The first-time homebuyer may finally be awakening
The Great Recession was not kind to the Millennial generation. The biggest challenge was a lousy job market for recent college graduates. Finishing college with a degree, large amounts of student-loan debt, and bleak job prospects forced many young adults to move back home with their parents or take on roommates in a multi-bedroom apartment. You can see this effect in the chart below, with the big decline in household formation starting in 2008. Remember, the Millennial generation is bigger than the Baby Boomers.
Ironically, many older Millennials were completely priced out of the housing market during the boom days. In one sense, they dodged a bullet, and are not lugging around an underwater home they cannot afford. That said, they were unable to take advantage of the low prices we saw in 2010–2012 because they didn’t have the required down payment, credit history, or debt-to-income ratio to qualify for a mortgage.
To add insult to injury, many hedge funds raised capital to take advantage of the real-estate-owned-to-rental trade, or REO-to-rental trade—buying distressed homes and refurbishing them to be put up for rent. So far, it appears this strategy has not delivered the high single-digit rental yields that were promised investors. At some point, the hedge fund investors may decide to pull the plug on the strategy, which would add to supply on the market.

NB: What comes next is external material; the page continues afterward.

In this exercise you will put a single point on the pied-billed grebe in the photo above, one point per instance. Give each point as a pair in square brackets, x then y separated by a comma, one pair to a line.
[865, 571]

How did the homebuilders play this?
The REO-to-rental trade primarily involved distressed starter homes. These weren’t McMansions. Many builders such as Toll Brothers (TOL) and NVR (NVR) focused on the luxury segment and didn’t have to worry about supply at the low end. Other builders including D.R. Horton (DHI) and PulteGroup (PHM) have more exposure to the first-time homebuyer. These two companies may end up competing with the hedge-fund selling of rental homes.
An alternate way to invest in the sector would be through the SPDR A&P Homebuilders ETF (XHB).